Franchised car dealers were so upset by having to arbitrate disputes with their franchisors—whom the dealers thought were exploiting them through their superior bargaining position—that they approached Congress to obtain an exemption from the Federal Arbitration Act, even as they continued to include arbitration clauses in their own sales contracts with consumers.77 Similarly, a study looked at whether corporations included arbitration clauses in their contracts with other companies. Only 11% of such contracts had an arbitration requirement, in contrast to dramatically higher numbers in the corporation’s contracts with consumers, indicating that corporations do not view arbitration as an efficient substitute for court litigation when their own rights are at stake.78

Another example of corporate hypocrisy is that ATT Mobility went to the United States Supreme Court to force its customers to resolve disputes through individual arbitration.79 But shortly after the company’s victory in the Supreme Court—and as it began to move forward with a merger with T-Mobile—AT&T Mobility filed suit in eight federal courts seeking to block individual customer arbitrations that could prevent the merger.80 It would prefer, apparently, to proceed in court.

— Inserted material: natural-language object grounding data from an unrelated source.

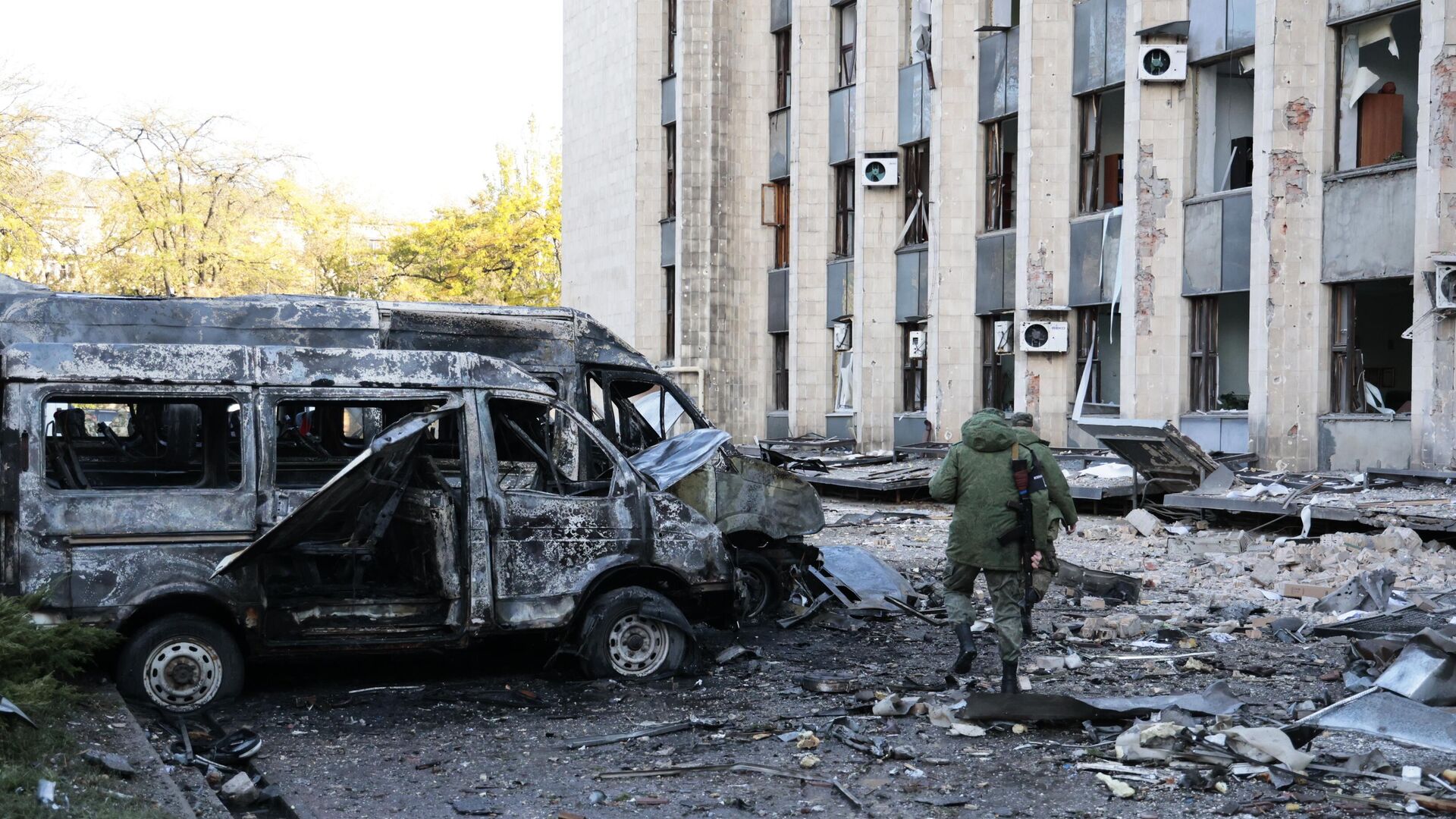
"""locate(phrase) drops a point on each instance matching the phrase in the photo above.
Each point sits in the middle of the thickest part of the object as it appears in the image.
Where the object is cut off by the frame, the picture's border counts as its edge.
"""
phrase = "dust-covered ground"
(438, 742)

Interestingly, recent studies have also shown that corporate counsel are increasingly dissatisfied with arbitration even for the commercial disputes that arbitration was initially designed to streamline. One publication for in-house counsel notes that arbitration is not significantly less expensive and time-consuming than litigation, and expresses concerns about arbitrators’ competence and neutrality.81


  • 76 {76} Jeffrey W. Stempel, Mandating Minimum Quality in Mass Arbitration, 76 U. Cin. L. Rev. 383, 421 (2008).

  • 77 {77} See 15 U.S.C. § 1226 (reprinted in Appx. B.7, infra). Cf. Arciniaga v. Gen. Motors Corp., 460 F.3d 231 (2d Cir. 2006) (dealer did not meet the definition of a franchisee and thus was forced to arbitrate its dispute).

  • 78 {78} Theodore Eisenberg & Geoffrey P. Miller, Cornell Legal Studies Research Paper Series, The Flight from Arbitration: An Empirical Study of Ex Ante Arbitration Clauses in Publicly-Held Companies’ Contracts (Aug. 30, 2006), available at See also Theodore Eisenberg, Geoffrey P. Miller & Emily Sherwin, Arbitration’s Summer Soldiers: An Empirical Study of Arbitration Clauses in Consumer and Nonconsumer Contracts, 41 U. Mich. J.L. Reform 871 (2008); Liz Kramer, Dissonance Between SCOTUS and BUSINESS on Arbitration, Arbitration Nation (Apr. 23, 2012),; Art Levine, Why Does Chamber of Commerce Favor Arbitration for Workplace Rape Victims, But Oppose It For Union Workers?, Huffington Post (July 17, 2009), (noting hypocrisy in that Chamber of Commerce and businesses “fervently . . . embrace arbitration when it allows them to avoid being held accountable for negligence towards employees or the defrauding of consumers” but oppose binding arbitration with unions under provisions of Employee Free Choice Act).

  • 79 {79} AT&T Mobility L.L.C. v. Concepcion, 563 U.S. 333, 131 S. Ct. 1740, 179 L. Ed. 2d 742 (2011).

  • 80 {80} Martha Neil, After Supreme Court Win Forcing Customers to Arbitrate, AT&T Now Sues to Stop the Arbitration, A.B.A. J. (Aug. 17, 2011).

  • 81 {81} System Slowdown: Can Arbitration Be Fixed?, Inside Counsel, May 2007, at 50–58.